Date: Monday, November 9, 2015

Title: Rheumatoid Arthritis-Small Molecules, Biologics and Gene Therapy III: Biosimilars

Session Type: ACR Concurrent Abstract Session

Session Time: 2:30PM-4:00PM

Background/Purpose: Infliximab (IFX) is the most immunogenic of anti-TNFα drugs available to treat patients with rheumatic diseases. The recent approval of the first infliximab biosimilars in Europe has raised safety and efficacy concerns. Both Inflectra (IFT) and Remsima (RMS), contain exactly the same active molecule produced with the same manufacturing process, but branded differently. One of the main questions is whether patients treated with Remicade (RMC) can be effectively and safely switched to the biosimilar drug. The purpose of the study was to determine if antibodies to infliximab (ATI) in RMC-treated patients cross-react with the biosimilar.

Methods: A total of 256 samples from 256 patients with rheumatoid arthritis (RA) and Spondyloarthritis (SpA) under RMC were retrospectively selected for the study. Serum was collected immediately before the infusion (trough levels) and stored until the analysis. ATI trough levels were measured in parallel with three different bridging ELISA assays: a) Promonitor-ANTI-IFX CE marked kit (Progenika Biopharma SA, Spain) which uses RMC to crosslink patient anti-drug antibodies (ADA); b) the same assay but using RMS, and c) the same assay but using IFT. Briefly, bridging ELISA takes advantage of the two arms of immunoglobulins to crosslink precoated and HRP-conjugated IFX, used as a capture and detection reagent, respectively. The same cut-point (5 AU/mL), as recommended in the kit package insert, was used in the three assays. Spearman´s coefficient and percentages of agreement were used to study the correlation and association between each assay.

Results: In total, 131 samples out of 256 RMC-treated patient samples were tested positive with Promonitor-ANTI-IFX (51.2%, 131 patients). All were ATI-positive when either IFT or RMC bridging assays were used. Only one sample was positive to antibodies to the biosimilars and negative to antibodies against RMC (<5, 5.3 and 7.0 AU/mL of ATI for RMC, IFT and RMS, respectively), with very low ATI levels close to the cut-point, and attributed to experimental variability. Positive and Negative Percentage Agreements were 99.2%/100%, 99.2%/100% and 100%/100%, for RMC vs. IFT, RMC vs. RMS, and IFT vs. RMS, respectively. Spearman´s coefficients were determined to be 0.995, 0.996 and 0.998, for RMC vs. IFT, RMC vs. RMS, and IFT vs. RMS, respectively (p<0.001). This is the first study that demonstrates cross-immunogenicity between RMC and biosimilar molecules in patients with rheumatic diseases.
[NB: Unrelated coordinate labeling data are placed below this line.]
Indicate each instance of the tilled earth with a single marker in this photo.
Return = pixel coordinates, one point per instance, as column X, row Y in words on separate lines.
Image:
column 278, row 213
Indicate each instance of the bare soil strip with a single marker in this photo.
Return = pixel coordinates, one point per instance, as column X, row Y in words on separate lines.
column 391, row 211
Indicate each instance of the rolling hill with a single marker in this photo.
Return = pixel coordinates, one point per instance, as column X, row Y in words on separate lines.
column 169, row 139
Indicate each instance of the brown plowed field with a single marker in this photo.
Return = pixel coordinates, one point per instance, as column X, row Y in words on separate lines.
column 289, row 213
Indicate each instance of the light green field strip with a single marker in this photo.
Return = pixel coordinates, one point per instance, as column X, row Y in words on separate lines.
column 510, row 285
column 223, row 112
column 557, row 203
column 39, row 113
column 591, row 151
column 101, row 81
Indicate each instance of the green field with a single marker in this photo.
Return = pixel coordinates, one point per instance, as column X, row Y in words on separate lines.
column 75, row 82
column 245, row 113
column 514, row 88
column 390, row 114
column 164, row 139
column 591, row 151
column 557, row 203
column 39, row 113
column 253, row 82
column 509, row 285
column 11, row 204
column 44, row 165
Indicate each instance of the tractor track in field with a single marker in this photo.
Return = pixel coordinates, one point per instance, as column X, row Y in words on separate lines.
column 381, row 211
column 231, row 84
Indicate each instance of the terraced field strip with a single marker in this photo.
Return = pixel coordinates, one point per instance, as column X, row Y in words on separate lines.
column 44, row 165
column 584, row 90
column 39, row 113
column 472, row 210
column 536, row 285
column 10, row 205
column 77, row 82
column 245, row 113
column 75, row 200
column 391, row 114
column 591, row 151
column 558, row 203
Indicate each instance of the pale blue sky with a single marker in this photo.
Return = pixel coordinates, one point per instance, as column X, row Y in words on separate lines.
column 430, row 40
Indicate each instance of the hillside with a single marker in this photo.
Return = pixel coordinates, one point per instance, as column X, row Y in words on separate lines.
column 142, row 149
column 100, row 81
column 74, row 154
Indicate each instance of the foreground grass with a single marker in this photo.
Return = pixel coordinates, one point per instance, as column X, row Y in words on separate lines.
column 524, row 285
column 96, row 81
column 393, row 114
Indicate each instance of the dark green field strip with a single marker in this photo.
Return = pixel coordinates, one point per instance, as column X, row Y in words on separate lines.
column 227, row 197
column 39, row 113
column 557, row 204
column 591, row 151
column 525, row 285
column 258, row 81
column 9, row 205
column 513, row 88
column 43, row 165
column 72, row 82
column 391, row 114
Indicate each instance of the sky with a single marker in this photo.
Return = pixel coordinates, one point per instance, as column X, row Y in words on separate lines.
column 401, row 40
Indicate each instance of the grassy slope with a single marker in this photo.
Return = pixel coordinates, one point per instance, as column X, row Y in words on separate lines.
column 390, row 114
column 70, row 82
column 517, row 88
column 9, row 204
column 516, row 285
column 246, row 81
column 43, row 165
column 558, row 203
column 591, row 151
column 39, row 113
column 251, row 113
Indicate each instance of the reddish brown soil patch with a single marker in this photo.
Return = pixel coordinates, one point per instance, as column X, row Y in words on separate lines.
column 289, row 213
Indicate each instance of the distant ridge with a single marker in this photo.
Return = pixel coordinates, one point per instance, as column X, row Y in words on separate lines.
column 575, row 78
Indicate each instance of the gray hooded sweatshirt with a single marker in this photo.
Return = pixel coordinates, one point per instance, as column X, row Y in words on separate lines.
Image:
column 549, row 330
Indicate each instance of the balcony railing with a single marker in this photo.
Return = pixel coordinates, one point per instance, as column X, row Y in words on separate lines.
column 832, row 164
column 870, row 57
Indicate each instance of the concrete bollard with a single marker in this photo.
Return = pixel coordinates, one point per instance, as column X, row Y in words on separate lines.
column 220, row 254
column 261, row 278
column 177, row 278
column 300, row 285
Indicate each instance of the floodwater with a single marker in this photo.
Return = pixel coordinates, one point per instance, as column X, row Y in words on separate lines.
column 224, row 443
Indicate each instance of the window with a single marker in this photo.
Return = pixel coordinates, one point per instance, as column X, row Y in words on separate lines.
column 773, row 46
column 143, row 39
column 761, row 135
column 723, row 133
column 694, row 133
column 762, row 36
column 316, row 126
Results are in agreement with previous data in patients with inflammatory bowel diseases.

Conclusion: ATI of RMC-treated patients cross-react with either IFT or RMS. Results suggest that the immune response is elicited by the same epitopes regardless of the molecule nature. ATI-positive patients treated with RMC should not be switched to a biosimilar treatment, since preexisting ATI will interact with the new drug, enhance clearance and potentially lead to loss of response and infusion-related reactions. Results also demonstrate that Promonitor-ANTI-IFX test can be used to monitor ATI in biosimilar-treated patients. This finding supports the utility for therapeutic drug monitoring before a switching strategy is considered.


Disclosure: B. Ruiz-Argüello, Progenika-Grifols, 3; A. Maguregui, Progenika-Grifols, 3; A. Ruiz del Agua, Progenika-Grifols, 3; D. Pascual-Salcedo, None; A. Martínez, None; T. Jurado, None; C. Plasencia, None; A. Balsa, None; F. Llinares-Tello, None; J. Rosas, None; N. Torres, Progenika-Grifols, 3; A. Martínez, Progenika-Grifols, 3; D. Nagore, Progenika-Grifols, 3.

To cite this abstract in AMA style:

Ruiz-Argüello B, Maguregui A, Ruiz del Agua A, Pascual-Salcedo D, Martínez A, Jurado T, Plasencia C, Balsa A, Llinares-Tello F, Rosas J, Torres N, Martínez A, Nagore D. Antibodies to Infliximab in Remicade-Treated Rheumatic Patients Show Identical Reactivity Towards Biosimilars [abstract]. Arthritis Rheumatol. 2015; 67 (suppl 10). https://acrabstracts.org/abstract/antibodies-to-infliximab-in-remicade-treated-rheumatic-patients-show-identical-reactivity-towards-biosimilars/. Accessed .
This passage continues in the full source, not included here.